Le choix du caractère latin a été fait par nos ancêtres, sur des bases pragmatiques. Il fallait d’une part refuser l’arabisation par l’Etat algérien et d’autre part avoir accès à la technologie pour combler le retard que le pouvoir avait causé par la répression de l’expression culturelle et identitaire kabyle. Aujourd’hui encore, il ne renonce pas, par racisme et par colonialisme à vouloir poursuivre son crime génocidaire en tentant d’imposer qu’elle soit écrite en arabe. C’est là, un nouveau crime contre la Kabylie.

Toutefois, les Algériens qui croient que cette graphie est une invention arabe se trompent. Elle est l’œuvre des Araméens.
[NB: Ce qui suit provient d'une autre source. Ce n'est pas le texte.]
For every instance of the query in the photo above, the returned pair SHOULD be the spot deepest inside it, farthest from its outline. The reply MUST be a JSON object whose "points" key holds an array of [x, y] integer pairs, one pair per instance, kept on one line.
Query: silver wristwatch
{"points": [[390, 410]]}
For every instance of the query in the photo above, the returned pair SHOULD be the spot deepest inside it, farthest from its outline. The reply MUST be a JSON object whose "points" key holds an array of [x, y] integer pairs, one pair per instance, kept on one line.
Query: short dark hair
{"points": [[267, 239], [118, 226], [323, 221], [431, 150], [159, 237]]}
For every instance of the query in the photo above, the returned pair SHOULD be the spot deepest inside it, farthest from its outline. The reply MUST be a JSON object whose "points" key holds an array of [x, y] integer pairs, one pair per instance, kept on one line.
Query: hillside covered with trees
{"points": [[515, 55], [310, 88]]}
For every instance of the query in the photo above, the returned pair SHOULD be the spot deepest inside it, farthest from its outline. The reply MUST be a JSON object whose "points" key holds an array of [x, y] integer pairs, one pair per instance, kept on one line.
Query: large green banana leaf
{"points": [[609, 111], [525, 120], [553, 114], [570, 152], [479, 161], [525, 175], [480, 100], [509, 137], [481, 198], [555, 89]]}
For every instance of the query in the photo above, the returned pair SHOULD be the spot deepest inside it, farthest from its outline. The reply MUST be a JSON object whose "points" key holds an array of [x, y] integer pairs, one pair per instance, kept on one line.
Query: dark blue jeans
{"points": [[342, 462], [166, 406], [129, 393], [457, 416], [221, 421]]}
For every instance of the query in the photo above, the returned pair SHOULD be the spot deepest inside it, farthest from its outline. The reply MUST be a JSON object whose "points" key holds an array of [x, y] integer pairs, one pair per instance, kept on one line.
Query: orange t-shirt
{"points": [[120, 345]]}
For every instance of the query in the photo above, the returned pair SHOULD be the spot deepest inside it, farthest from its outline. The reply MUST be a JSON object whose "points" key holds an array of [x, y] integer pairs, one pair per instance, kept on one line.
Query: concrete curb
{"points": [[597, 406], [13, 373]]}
Le persan, le malais, l’urdu, le tadjik etc… utilisent aussi la même écriture et surtout n’allez pas dire à leurs locuteurs que c’est une graphie arabe, ils vous riraient au nez !

Pour moi, c’est bien l’arabe algérien qu’il faudra écrire en Tifinagh pour être conforme au patrimoine algérien et pas Tamazight en caractères arabes. Il faut reverser le débat et jeter la balle dans l’autre camp.

Si nos prédécesseurs n’avaient pas fait le choix du tifinagh, notre écriture ancestrale, c’était parce qu’ils voyaient loin et étaient conscients que les écritures latines ne sont pas exclusivement européennes car elles étaient déjà utilisées par nos ancêtres avant notre ère. Le latin est aussi notre bien et notre patrimoine. Un travail d’aménagement a été effectué et depuis plus d’un siècle, tous les ouvrages, les romans et l’enseignement de tamazight sont réalisés en caractères latins kabylisés.

C’est Mouloud Mammeri qui doit être notre référence sur ce sujet et pas Bouteflika ou les ennemis de Tamazight. Ce sont ceux qui ont eu le courage de ne pas baisser les bras sur cette question qu’il faut écouter et pas les arabistes et nos adversaires.

Pour finir, la Kabylie a déjà sa langue Kabyle qui sera officielle sur son territoire, le kabyle. Lee choix de la graphie est déjà tranché par ses propres enfants pour lesquels cet alphabet n’est pas un étranger puisqu’il se confond avec notre Taqvaylit.

Le débat sur le choix de l’alphabet ne nous concerne pas. Si les autres Amazigh d’Algérie souhaitent écrire leur langue en caractère Araméen (dit arabe), ils sont libres, mais s’ils veulent prendre notre expérience pour gagner du temps, il est alors de notre devoir de les aider et de leur transférer notre expérience.

Nous avons taqvaylit, nous l’avons sauvée de l’oubli et nous avons réussi avec succès son transfert de l’oral à l’écrit. Que l’Etat colonial algérien garde pour lui Tamazight et lui choisir la graphie qui lui plait. Nous, nous avons taqvaylit. Elle nous suffit. Pour la protéger, nous interdisons aux racistes algériens de s’impliquer dans son avenir qu’il veut compromettre à tout prix ? Car un peuple qui préserve sa langue préserve son identité, son histoire, sa civilisation ses valeurs et son avenir de liberté,

On vous laisse Tamazight, nous avons Taqvaylit.